/Sawmill

Simple tools for working with immutable trees

Primary LanguageC#MIT LicenseMIT

Sawmill

Simple tools for working with immutable trees, based on Uniform Boilerplate and List Processing and developed at Stack Overflow.

Installing

Sawmill is available on Nuget. API docs are hosted on my website.

Tutorial

Sawmill contains functions which make it easy to work with immutable tree-shaped data such as abstract syntax trees. It factors out the boilerplate associated with recursively traversing a tree, allowing you to write queries and transformations which get straight to the point.

Sawmill is designed to be extremely simple and lightweight (it's built as a set of extension methods for a single simple interface); it works well with modern C# features like lambdas and pattern matching (the days of the clunky old visitor pattern are over!); and it doesn't get in the way when you need to go it alone and write traversals without Sawmill's help.

I've written a step-by-step tutorial on the library's core idea on my blog.

Getting started

For example, suppose you're working with a simple language of arithmetic expressions featuring literal numbers, variables, addition, and unary subtraction. Each syntactic construct corresponds to a subclass of an Expr base type, so an expression like (2 + x) + (-4) would be represented as new Add(new Add(new Lit(2), new Var(x)), new Neg(new Lit(4))).

For your tree type to work with Sawmill, it must implement the IRewritable<T> interface. An object is rewritable if it knows how to access its collection of immediate children; accordingly, IRewritable<T> contains GetChildren and SetChildren methods. Implementations of IRewritable should ensure that the rewritable type conforms to the following two-point specification:

  • You get out what you put in - x.SetChildren(children).GetChildren() == children
  • Setting twice is the same as setting once - x.SetChildren(children1).SetChildren(children2) == x.SetChildren(children2)

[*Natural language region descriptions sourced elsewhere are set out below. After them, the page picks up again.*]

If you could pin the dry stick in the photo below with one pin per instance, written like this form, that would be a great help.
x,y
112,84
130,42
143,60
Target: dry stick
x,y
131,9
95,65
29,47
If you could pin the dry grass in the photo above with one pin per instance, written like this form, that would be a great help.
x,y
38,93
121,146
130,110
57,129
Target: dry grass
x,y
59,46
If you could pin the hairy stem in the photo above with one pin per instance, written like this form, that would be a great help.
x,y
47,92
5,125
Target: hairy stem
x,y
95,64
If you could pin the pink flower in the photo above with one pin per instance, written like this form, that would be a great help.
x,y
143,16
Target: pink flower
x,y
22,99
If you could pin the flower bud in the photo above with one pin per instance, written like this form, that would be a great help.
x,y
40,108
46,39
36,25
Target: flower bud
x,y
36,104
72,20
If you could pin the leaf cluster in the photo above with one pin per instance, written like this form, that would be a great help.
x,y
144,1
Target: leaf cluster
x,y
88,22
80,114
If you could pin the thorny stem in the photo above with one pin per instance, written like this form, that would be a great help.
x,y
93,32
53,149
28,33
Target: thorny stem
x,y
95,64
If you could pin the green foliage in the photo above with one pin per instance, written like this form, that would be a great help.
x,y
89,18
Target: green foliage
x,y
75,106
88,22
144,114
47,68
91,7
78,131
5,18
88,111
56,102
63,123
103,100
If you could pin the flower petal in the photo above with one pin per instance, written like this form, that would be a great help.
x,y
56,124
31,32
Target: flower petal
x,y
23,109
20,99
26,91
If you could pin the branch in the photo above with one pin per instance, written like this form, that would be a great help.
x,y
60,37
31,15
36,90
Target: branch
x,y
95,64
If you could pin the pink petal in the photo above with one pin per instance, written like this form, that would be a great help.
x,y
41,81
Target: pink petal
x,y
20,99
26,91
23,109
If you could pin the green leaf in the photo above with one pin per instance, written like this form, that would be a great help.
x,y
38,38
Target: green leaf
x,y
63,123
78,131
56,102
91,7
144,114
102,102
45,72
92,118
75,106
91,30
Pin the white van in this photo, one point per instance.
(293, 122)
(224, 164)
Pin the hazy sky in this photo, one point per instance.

See below for a full example of how to implement the Expr type outlined above. You can also use the supplied AutoRewriter or RewriterBuilder classes to assist in implementing IRewritable.

Querying a tree

Here's a function to extract a list of the variables mentioned in a given Expr (for example, a compiler writer might want to find the variables captured by a lambda expression):

IEnumerable<string> GetVariables(Expr expr)
{
    switch (expr)
    {
        case Lit l:
            return Enumerable.Empty<string>();
        case Var v:
            return new[] { v.Name };
        case Add a:
            return GetVariables(a.Left).Concat(GetVariables(a.Right));
        case Neg n:
            return GetVariables(n.Operand);
    }
    throw new ArgumentOutOfRangeException(nameof(expr));
}

The only interesting line of code here is the Var case. The rest is just boilerplate to recursively call GetVariables on the nodes' children and combine the results. With Sawmill, GetVariables is one line of simple, direct code:

IEnumerable<string> GetVariables(Expr expr)
    => expr.SelfAndDescendants().OfType<Var>().Select(v => v.Name);

SelfAndDescendants returns an enumerable containing the current node and all of the nodes in the rest of the tree. The example above uses the standard OfType and Select LINQ methods to find the names of all the variables mentioned in expr. It also has two cousins, DescendantsAndSelf and SelfAndDescendantsBreadthFirst, which differ in the order in which they yield nodes.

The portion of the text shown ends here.